Cinta dan benci selalu hadir bersamaan, keyakinan dan keraguan pun datang dalam hitungan detik. Hati manusia memang selemah itu, seperti perasaan Sofia yang mendadak tenang mendengar pria itu akan menikahinya sebagai bentuk pertanggungjawaban. Akan tetapi, giliran Damian yang pusing tujuh keliling.
Pria itu tidak tahu harus bagaimana menjelaskan semua ini kepada Laras padahal selama ini dirinya menjanjikan sebuah pernikahan dua atau tiga tahun lagi. Kedatangan Sofia mungkin bukanlah sesuatu yang besar, tetapi apa yang dibawa wanita itu membuatnya tidak bisa tidak acuh.
Damian terduduk sambil menunduk dan menggaruk pelipisnya sesekali, memikirkan apakah dirinya harus memberitahu Laras soal ini atau menyimpannya sebagai rahasia sampai di mana bayi itu lahir dan hak asuh jatuh ke tangannya dengan cara apa pun.
Tiba-tiba saja pintu terbuka, Laras muncul dari sana. Wanita yang berprofesi sebagai model itu menghampiri Damian dan duduk di pangkuannya, lalu melingkarkan kedua tangannya dengan manja.
“Sudah jam sepuluh, kenapa kamu menyuruhku datang ke kantor alih-alih ke rumah?” tanya Laras tanpa memutus kontak mata dengan kekasihnya.
“Ada sesuatu yang menahanku di sini,” jawab pria itu seraya menggerakkan tangan untuk memeluk pinggang ramping milik Laras. “Kamu keberatan?”
Wanita itu menggelengkan kepala, kemudian tersenyum penuh arti. “Tidak juga. Kurasa berduaan denganmu di kantor cukup menyenangkan.”
Keduanya tersenyum seolah tahu apa yang mereka pikirkan satu sama lain. Lalu detik selanjutnya, Laras mulai mengecup bibir Damian dan pria itu membalas dengan ciuman yang lebih menyenangkan dan menggebu-gebu.
Napas menjadi satu, debaran di d**a terasa sampai di kepala. Laras meremas bahu pria itu hingga kuat, setimpal dengan dorongan yang membuatnya hilang kendali dan memutuskan untuk menanggalkan kemejanya sendiri. Namun, keinginan yang menggebu-gebu itu tiba-tiba kandas saat Damian mengatakan sesuatu yang membuatnya berhenti.

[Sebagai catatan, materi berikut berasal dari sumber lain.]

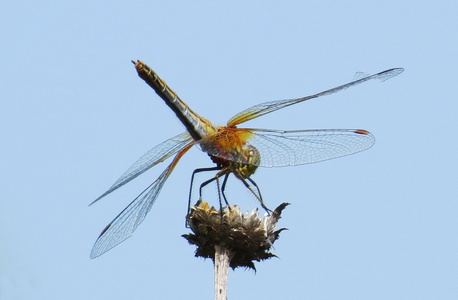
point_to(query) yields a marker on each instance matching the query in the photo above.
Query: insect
(238, 151)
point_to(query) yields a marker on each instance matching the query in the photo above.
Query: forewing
(151, 158)
(290, 148)
(268, 107)
(124, 225)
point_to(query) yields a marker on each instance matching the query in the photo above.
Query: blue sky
(74, 116)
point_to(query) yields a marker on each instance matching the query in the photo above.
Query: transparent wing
(151, 158)
(124, 225)
(290, 148)
(268, 107)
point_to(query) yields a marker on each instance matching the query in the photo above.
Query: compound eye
(253, 157)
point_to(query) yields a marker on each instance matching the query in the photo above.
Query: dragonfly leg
(223, 188)
(200, 189)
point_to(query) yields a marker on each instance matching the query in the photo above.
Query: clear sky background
(381, 224)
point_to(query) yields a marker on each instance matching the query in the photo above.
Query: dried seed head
(246, 236)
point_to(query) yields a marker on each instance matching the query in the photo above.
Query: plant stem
(222, 257)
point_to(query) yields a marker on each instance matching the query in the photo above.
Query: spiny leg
(223, 188)
(200, 190)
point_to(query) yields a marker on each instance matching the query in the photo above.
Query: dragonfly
(237, 151)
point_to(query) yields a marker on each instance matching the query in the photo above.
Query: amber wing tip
(362, 131)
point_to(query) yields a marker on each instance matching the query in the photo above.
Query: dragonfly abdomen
(197, 126)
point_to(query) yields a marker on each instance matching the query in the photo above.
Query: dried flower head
(247, 237)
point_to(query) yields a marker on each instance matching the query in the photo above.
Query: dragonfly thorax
(246, 160)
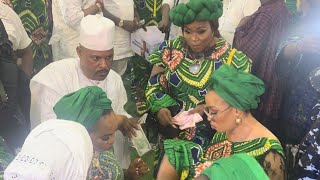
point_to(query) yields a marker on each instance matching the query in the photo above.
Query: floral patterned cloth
(106, 166)
(180, 89)
(189, 159)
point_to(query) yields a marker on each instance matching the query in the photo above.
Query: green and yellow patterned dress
(178, 89)
(150, 11)
(189, 159)
(105, 165)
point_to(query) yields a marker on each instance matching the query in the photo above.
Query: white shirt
(14, 28)
(67, 15)
(63, 77)
(56, 149)
(233, 12)
(124, 9)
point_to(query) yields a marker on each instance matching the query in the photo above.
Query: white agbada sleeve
(72, 12)
(117, 93)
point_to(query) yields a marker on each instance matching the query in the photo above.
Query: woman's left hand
(198, 109)
(137, 169)
(127, 126)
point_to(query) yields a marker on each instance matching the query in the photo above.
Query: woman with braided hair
(182, 68)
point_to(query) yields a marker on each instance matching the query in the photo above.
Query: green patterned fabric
(34, 17)
(177, 86)
(178, 89)
(146, 11)
(239, 89)
(190, 159)
(236, 167)
(105, 165)
(196, 10)
(5, 157)
(84, 106)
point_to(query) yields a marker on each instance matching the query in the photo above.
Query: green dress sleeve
(183, 155)
(157, 90)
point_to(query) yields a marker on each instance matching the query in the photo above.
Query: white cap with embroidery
(97, 33)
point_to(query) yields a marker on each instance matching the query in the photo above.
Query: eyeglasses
(213, 115)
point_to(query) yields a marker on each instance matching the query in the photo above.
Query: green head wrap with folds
(237, 167)
(196, 10)
(84, 106)
(239, 89)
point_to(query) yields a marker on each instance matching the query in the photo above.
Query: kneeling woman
(228, 106)
(91, 107)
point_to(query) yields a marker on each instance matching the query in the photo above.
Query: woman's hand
(137, 169)
(165, 118)
(127, 126)
(198, 109)
(309, 45)
(164, 25)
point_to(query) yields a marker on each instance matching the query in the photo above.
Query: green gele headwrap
(239, 89)
(84, 106)
(196, 10)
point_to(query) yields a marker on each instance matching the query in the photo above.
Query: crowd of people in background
(248, 70)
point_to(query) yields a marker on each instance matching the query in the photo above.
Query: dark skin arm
(94, 9)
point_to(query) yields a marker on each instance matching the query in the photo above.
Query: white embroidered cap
(97, 33)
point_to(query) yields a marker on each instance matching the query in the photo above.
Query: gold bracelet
(99, 6)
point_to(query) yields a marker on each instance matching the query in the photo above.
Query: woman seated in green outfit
(235, 167)
(228, 103)
(91, 107)
(182, 67)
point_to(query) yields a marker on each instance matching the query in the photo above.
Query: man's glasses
(212, 115)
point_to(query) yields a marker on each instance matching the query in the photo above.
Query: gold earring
(238, 119)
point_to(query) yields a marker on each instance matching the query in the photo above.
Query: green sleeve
(239, 61)
(156, 93)
(183, 155)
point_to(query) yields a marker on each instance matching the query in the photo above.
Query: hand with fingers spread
(127, 126)
(131, 26)
(137, 169)
(164, 25)
(165, 118)
(198, 109)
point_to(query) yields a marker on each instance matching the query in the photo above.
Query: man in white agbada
(56, 149)
(59, 78)
(233, 12)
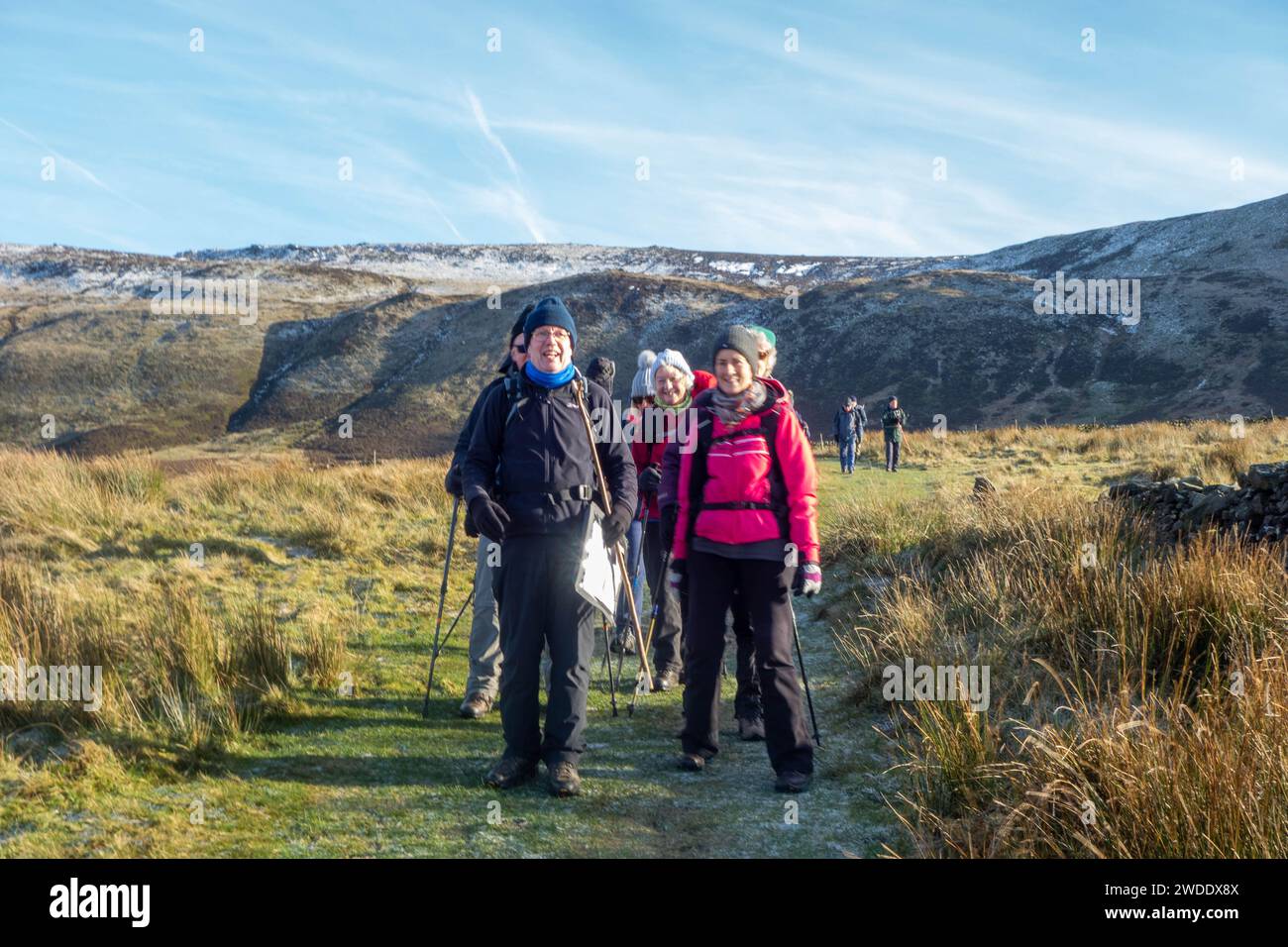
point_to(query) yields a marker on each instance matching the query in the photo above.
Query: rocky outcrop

“Wanita itu hamil,” kata Damian di sela-sela napasnya yang berat. “Dia hamil anak Fabian.”
Laras menatap mata Damian bergantian, mencari alasan mengapa hal itu membuatnya terganggu. Akan tetapi, di saat yang sama dia juga merasa terhenyak mendengar jika Fabian meninggalkan sesuatu yang benar-benar berarti.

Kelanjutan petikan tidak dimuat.